Number 6, Checking out the Queen street
A wonderful walk and chat with Marjan, continued with some Italian Pinot Grigio and later on, a Kashmiri tea, finished up with visiting an amazing store that as it says, "Buy and sell anything" such as “Shoe-shaped telephone” and “Horse Shoe” that I bought! A heaven for every geek in the world including Professor Baltazar!

For a more decent picture go to Sam’s photoblog

Number 5 and 4, Brunch with Goli

To see your good friend after so long, go to a magnificent place called “Rosedale” and have a delicious “Egg Dostoyevsky” (his eggs were even better than his “Notes from underground”!), can easily be qualified as unforgettable.


By the way, this friend of mine is a kick-ass challenge for all those idiots who still believe gorgeous girls can’t be smart, educated and successful


At number 3,Yorkville Cocktail Recipe:
In a cocktail glass,
mix 4 Beautiful ladies and one gorgeous day and fill the glass with sunshine, add a dash of gossip and garnish with an unexpected visit to your cute friend who works nearby.



Number 2,
Meeting some great people over a nice brunch at “Brioche”. Even in Toronto, cool places are French.

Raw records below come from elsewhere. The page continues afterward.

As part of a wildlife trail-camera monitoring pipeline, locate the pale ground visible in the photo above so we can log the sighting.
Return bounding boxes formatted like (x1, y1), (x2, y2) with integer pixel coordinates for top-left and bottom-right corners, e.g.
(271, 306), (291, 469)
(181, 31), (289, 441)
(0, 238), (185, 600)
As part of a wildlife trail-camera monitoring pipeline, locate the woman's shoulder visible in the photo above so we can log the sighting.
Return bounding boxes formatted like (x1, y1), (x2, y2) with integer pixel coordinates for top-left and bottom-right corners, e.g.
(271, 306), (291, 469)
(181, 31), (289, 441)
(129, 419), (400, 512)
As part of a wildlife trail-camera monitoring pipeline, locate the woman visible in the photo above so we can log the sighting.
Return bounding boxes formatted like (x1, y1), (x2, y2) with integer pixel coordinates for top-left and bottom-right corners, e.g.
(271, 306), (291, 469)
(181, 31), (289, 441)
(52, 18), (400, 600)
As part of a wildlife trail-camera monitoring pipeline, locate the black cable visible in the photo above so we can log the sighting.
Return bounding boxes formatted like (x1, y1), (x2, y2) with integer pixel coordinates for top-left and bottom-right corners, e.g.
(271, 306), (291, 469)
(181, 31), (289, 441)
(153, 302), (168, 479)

Yes my friends, it hurt’s but it’s true!



And finally Number one…
Dear Audiences, the program was interrupted because we’re approaching to “Azaan e Maghreb beh Ofogh e Montreal”…Tic Toc…Tic Toc…*


* Note for Non-Iranian Readers: Don’t even bother yourself trying to understand what happened since I’m sure, you’ve never been in a situation, half as much annoying in your entire life!